The Wonder of Craft: "
I really enjoy watching people who are superb at their craft: I like watching them while they are practicing their craft, and I like hearing them talking about it. The various "How It's Made" type shows are one window into this for mass-manufactured items, but they are too depersonalized and miss the stories about the people doing the making; even on a manufacturing line, people are not robots, no matter how much that might be desirable from an efficiency standpoint. But often what you find is that a lot of mass manufacturing also requires a lot of skill and implicit knowledge, knowing how to make small adjustments and deal with unexpected contingencies on the fly, which can only be gained with experience over time. Finding out how skillful people do this and watching them do it with apparent ease is fantastic.
Activities with performance aspects lend themselves to this easily. Cooking for example: the final omelette-making scene in the movie Big Night, or watching Julia Child and Jacques Pépin riff off each other in the PBS series Cooking with Jacques and Julia.
I also loved the opening scene in the Pierce Brosnan anti-hero movie The Tailor of Panama, in which Geoffrey Rush plays a tailor of men's clothing. The movie opens with him in his workshop marking and cutting a bolt of cloth for a suit, and he looks so natural at it that you immediately believe him as a tailor, and it's a great little vignette showing how a flat piece of cloth gets transformed into a full piece of clothing. More illustrative than anything on Project Runway.
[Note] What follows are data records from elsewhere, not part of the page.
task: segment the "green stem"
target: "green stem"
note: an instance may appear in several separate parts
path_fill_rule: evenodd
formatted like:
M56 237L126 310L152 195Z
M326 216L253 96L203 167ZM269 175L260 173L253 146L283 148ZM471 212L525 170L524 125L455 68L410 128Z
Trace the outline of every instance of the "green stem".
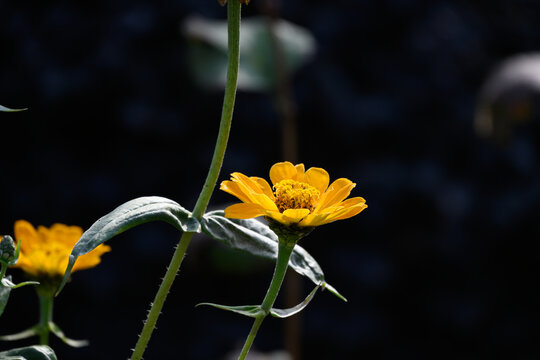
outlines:
M146 322L144 323L143 330L141 332L141 335L139 336L137 344L135 345L133 354L131 355L131 360L141 359L144 351L146 350L146 345L148 344L148 341L150 341L152 332L156 327L157 319L159 317L159 314L161 313L161 309L163 308L165 299L167 299L167 294L171 289L174 278L176 277L176 274L180 269L180 265L182 265L182 260L184 259L186 249L189 246L193 234L194 233L192 232L185 232L180 238L180 243L174 251L169 267L167 268L167 272L165 273L165 277L161 281L161 285L159 286L158 292L156 293L154 302L150 307L150 311L148 312L148 317L146 318Z
M53 296L38 292L39 297L39 343L49 345L49 322L53 316Z
M229 62L227 68L227 83L225 85L225 95L223 99L223 109L221 113L221 122L219 126L219 134L216 141L212 163L208 176L203 185L195 208L193 209L193 217L201 219L208 207L210 197L216 186L216 182L223 164L227 141L231 129L232 115L234 110L234 102L236 99L236 84L238 80L238 66L240 64L240 12L241 4L239 1L233 0L228 2L228 39L229 39ZM174 282L174 278L182 265L186 250L193 238L193 232L184 232L180 238L180 242L176 247L165 277L156 293L154 301L148 312L148 317L144 323L143 330L139 336L139 340L135 345L131 360L140 360L144 354L148 341L152 336L152 332L156 326L157 319L167 298L167 294Z
M221 123L219 126L219 135L214 149L214 156L210 164L210 170L206 176L206 181L202 188L199 199L193 209L193 216L200 219L206 207L210 202L210 197L216 186L216 182L223 164L229 132L231 130L231 121L236 100L236 86L238 82L238 66L240 65L240 10L241 4L237 0L231 0L227 5L228 17L228 45L229 60L227 67L227 82L225 84L225 95L223 98L223 108L221 111Z
M246 358L246 355L253 344L253 340L255 340L255 336L259 331L259 327L261 326L264 318L270 313L270 309L276 301L279 289L281 288L281 284L283 283L283 279L287 273L287 266L289 265L289 259L294 249L294 245L294 243L288 243L285 241L279 242L278 257L276 261L276 268L274 270L274 276L272 277L272 282L270 282L266 296L261 304L264 314L255 318L255 322L253 323L248 337L246 338L246 342L242 348L242 352L240 353L238 360L244 360Z
M4 264L3 262L0 262L0 265L2 265L2 269L0 269L0 280L2 280L4 276L6 276L6 271L7 271L8 266Z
Music has been a rich vein for how-its-made/behind the scenes examinations. Here are a few of my favorites available for viewing/listening:
Note by Note
Steinway pianos are probably the most complicated mass-produced (relatively) products still made entirely by hand. Note by Note is a documentary available on DVD that goes inside this process in a truly enthralling way, following the creation of a single grand piano (number L1037) through its whole year-long gestation period. Aside from things like casting of the metal frame, all the work is done by hand by craftspeople who've been at it for decades, using a formula passed down through the generations.
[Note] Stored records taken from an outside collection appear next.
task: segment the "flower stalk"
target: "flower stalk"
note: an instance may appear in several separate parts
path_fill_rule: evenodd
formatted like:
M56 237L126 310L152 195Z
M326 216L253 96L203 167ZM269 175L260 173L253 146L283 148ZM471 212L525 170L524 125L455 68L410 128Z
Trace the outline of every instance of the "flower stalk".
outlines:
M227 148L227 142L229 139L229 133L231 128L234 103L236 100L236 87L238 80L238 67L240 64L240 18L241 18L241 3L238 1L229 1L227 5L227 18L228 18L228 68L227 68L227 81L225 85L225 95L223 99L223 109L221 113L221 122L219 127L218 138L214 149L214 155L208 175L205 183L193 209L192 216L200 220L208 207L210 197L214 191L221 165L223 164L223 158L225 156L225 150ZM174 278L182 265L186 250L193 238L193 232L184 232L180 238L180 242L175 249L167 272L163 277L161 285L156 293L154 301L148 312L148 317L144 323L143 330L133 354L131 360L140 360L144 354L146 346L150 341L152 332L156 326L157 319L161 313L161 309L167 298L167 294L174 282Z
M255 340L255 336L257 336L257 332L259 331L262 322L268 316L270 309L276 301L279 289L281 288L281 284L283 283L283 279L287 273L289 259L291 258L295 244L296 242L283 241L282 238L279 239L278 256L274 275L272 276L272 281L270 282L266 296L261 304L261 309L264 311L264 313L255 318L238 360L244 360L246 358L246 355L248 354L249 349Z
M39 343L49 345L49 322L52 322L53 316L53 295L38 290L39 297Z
There are some revelations: each piano has its own personality despite being made "identically" and musicians will bond with one piano and hate the identical-looking one sitting right next to it; and the people making the pianos don't really understand why the construction process works. Therefore they can't change what they do (e.g. to make it cheaper, more efficient) because the process is an organic outgrowth of experimentation that is now lost in the mists of time. They can't change it because they don't know how it will break.
It Might Get Loud
From the instrument itself we now go to the playing of instruments. This documentary (available on Netflix and elsewhere) brings together U2's The Edge, Led Zeppelin's Jimmy Page, and The White Stripes' Jack White, three distinctive guitar heroes, to talk about their relationship with the electric guitar. If you can get past the obvious hero worship (to the movie's credit, not as heavy handed as it could have been) you get some really great insights and nuggets.
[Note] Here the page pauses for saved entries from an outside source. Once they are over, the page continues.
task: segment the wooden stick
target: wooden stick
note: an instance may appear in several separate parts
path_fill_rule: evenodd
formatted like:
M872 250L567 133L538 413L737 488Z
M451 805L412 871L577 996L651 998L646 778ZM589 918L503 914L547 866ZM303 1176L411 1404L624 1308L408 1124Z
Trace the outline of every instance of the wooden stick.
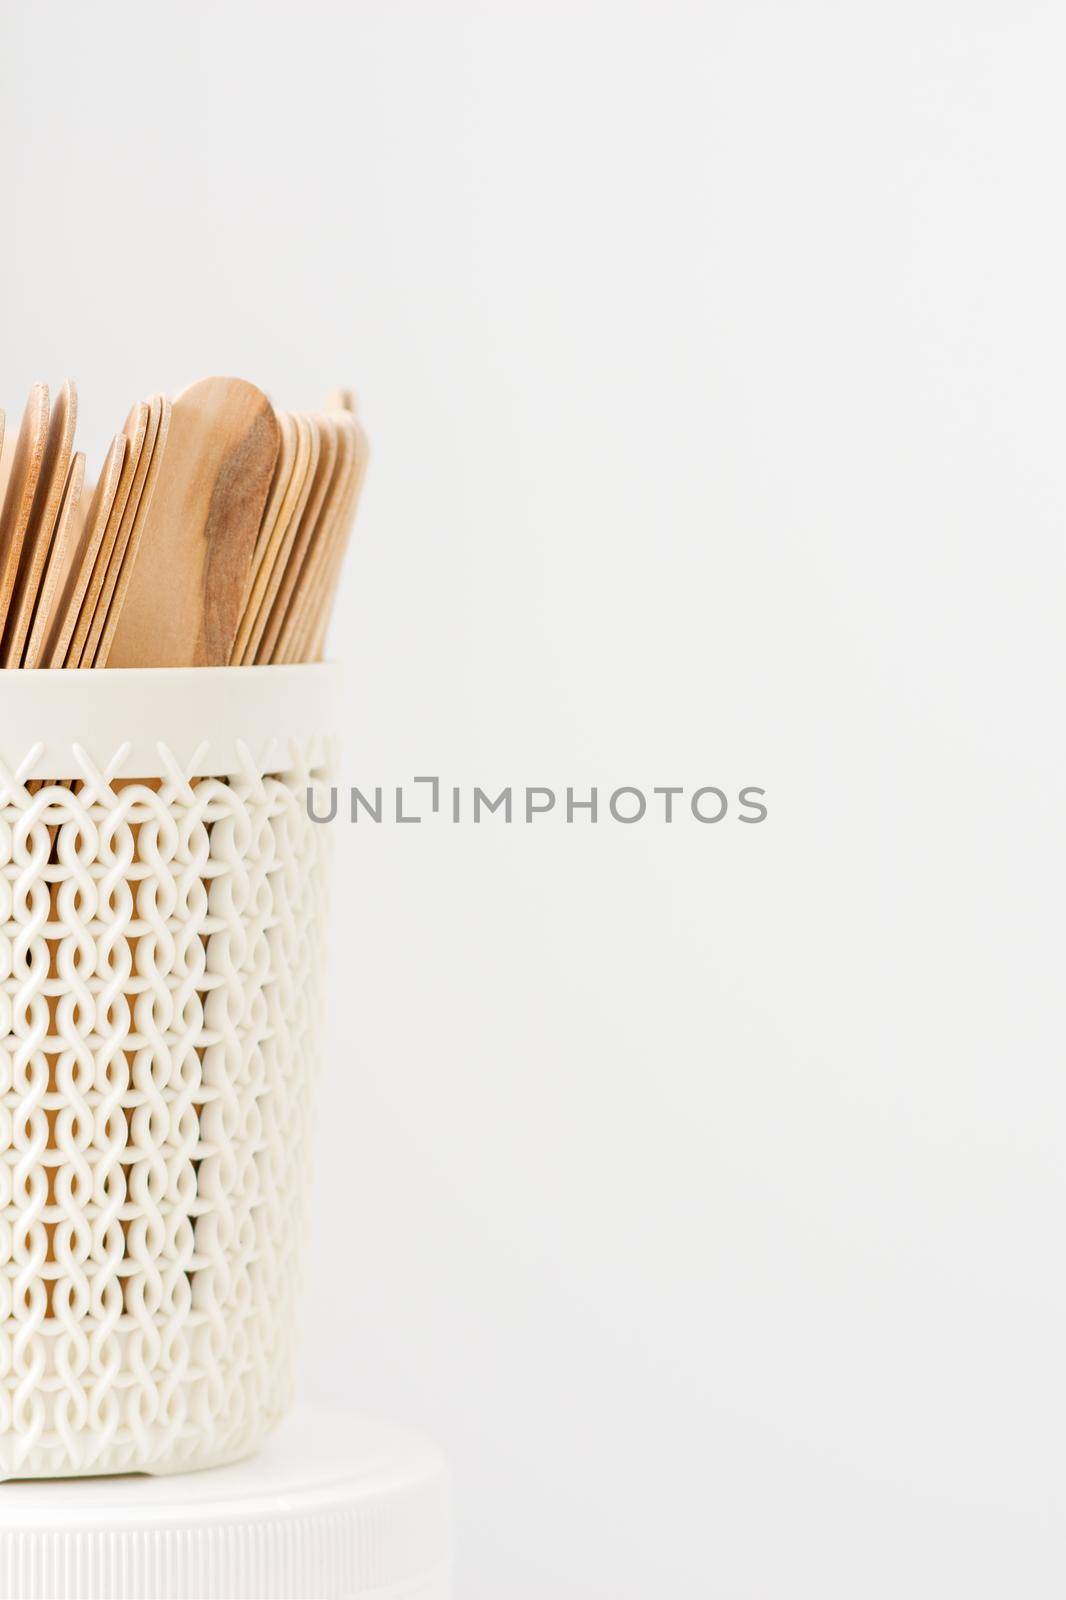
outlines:
M275 661L300 660L300 643L310 626L314 599L320 584L324 582L335 530L343 515L355 477L357 466L355 418L345 411L334 417L334 423L337 430L337 456L333 466L333 477L318 527L307 547L303 564L296 577L289 609L274 649Z
M8 473L7 493L0 511L0 635L7 628L47 438L48 385L35 383L22 414L22 426Z
M118 433L112 439L100 478L89 503L88 515L81 530L77 549L66 573L60 578L60 598L53 608L53 621L45 647L44 665L65 667L74 630L83 613L85 593L93 575L100 541L104 536L107 519L118 491L122 467L126 458L126 436ZM91 618L90 618L91 620Z
M319 455L318 468L315 472L311 493L308 496L303 516L293 531L291 540L286 543L283 552L284 564L281 583L278 587L274 604L263 633L262 641L256 653L258 662L268 662L275 659L275 650L281 630L288 613L289 602L303 565L307 547L315 536L315 530L322 515L329 486L333 478L333 466L337 459L337 428L332 417L317 415L313 425L318 432Z
M89 634L96 618L100 594L107 579L111 553L115 548L115 541L118 539L119 529L122 526L126 501L129 499L130 491L133 487L133 480L137 472L137 464L140 461L141 450L144 447L144 436L147 428L148 407L142 400L133 407L122 430L126 439L126 450L122 460L122 476L115 491L114 499L111 502L107 526L104 529L104 536L100 540L96 560L93 563L92 577L85 592L81 615L75 625L74 635L70 641L67 665L71 667L91 667L93 663L95 644L92 649L89 648Z
M63 499L56 518L56 531L52 539L52 548L48 553L48 565L41 575L37 610L22 655L24 667L48 665L48 636L54 620L60 578L70 562L78 540L78 507L81 504L84 483L85 453L79 450L71 459L67 470Z
M126 542L126 550L122 557L122 565L119 569L114 593L111 596L111 604L108 608L107 621L104 623L103 632L100 635L100 642L96 647L96 656L93 661L93 665L97 667L106 667L108 657L111 654L111 646L114 642L115 632L122 616L122 607L125 604L126 594L129 590L130 580L133 576L134 565L137 561L137 553L140 550L141 540L144 536L145 524L148 521L148 514L152 509L152 500L155 495L155 486L156 480L159 477L159 469L163 461L163 452L166 449L167 434L170 429L170 401L165 395L158 395L156 398L159 401L159 423L156 430L155 443L152 447L151 458L148 462L148 471L145 474L140 498L137 502L137 510L133 519L133 526L130 529L129 538Z
M281 436L254 384L205 378L174 401L115 666L225 666Z
M351 490L347 504L338 519L333 539L333 551L318 595L315 597L310 626L305 638L301 640L301 653L297 658L301 661L321 661L325 649L326 633L329 629L330 618L333 615L333 607L337 599L337 591L340 587L341 568L344 565L345 552L352 536L352 529L355 526L355 516L359 509L359 500L363 492L366 469L370 462L370 445L361 426L358 427L358 435L356 470L352 479Z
Jack White in particular is highly quotable. For example he says "Ease of use is a disease that you have to fight in every creative field," arguing that you need to have an antogonistic relationship with your tools. Your tools should push back against you, and you need to push them to do things that they weren't meant to. He's all about imposing limitations in order to focus and spur creativity. For example the White Stripes' minimalist palette of red, white and black both forces them to be inventive with how to use these colors, as well as keeping them focused by getting caught up in thinking about their identity too much. Even on stage, White is restless: "If it takes me three steps to get from the microphone to the keyboard, I'll move the keyboard further away so I have to take four steps." "I want it to be a struggle," he concludes.
The Making of Good Vibrations
For the last muscial example we have how instruments are turned into a song, specifically the making of Brian Wilson's iconic song Good Vibrations for The Beach Boys. (This page has the text of the story, but make sure to click on the "Listen to the Story" link at top left of page for the original broadcast piece so you get the voiceover and music together.) A dramatically different song from anything The Beach Boys had done before, and even more different from anything other pop artists were doing at the time, it also helped usher in a new approach to studio recording, with a producer (in this case Wilson) splicing together individual tracks and snippets recorded in different studios and different times with different musicians.
Listening to it you can tell it's a complex song, but listening to the history of the song and how it was constructed by Mike Boylan, of NPR's All Songs Considered, you don't really realize just how complicated it is. But, as is always true of the best craftsmanship, the end result appears effortless, seamless and uncontrived.
What comes through in all these examples is that craft requires obsessiveness: attention detail, never being satisfied, hard-earned time learning the craft.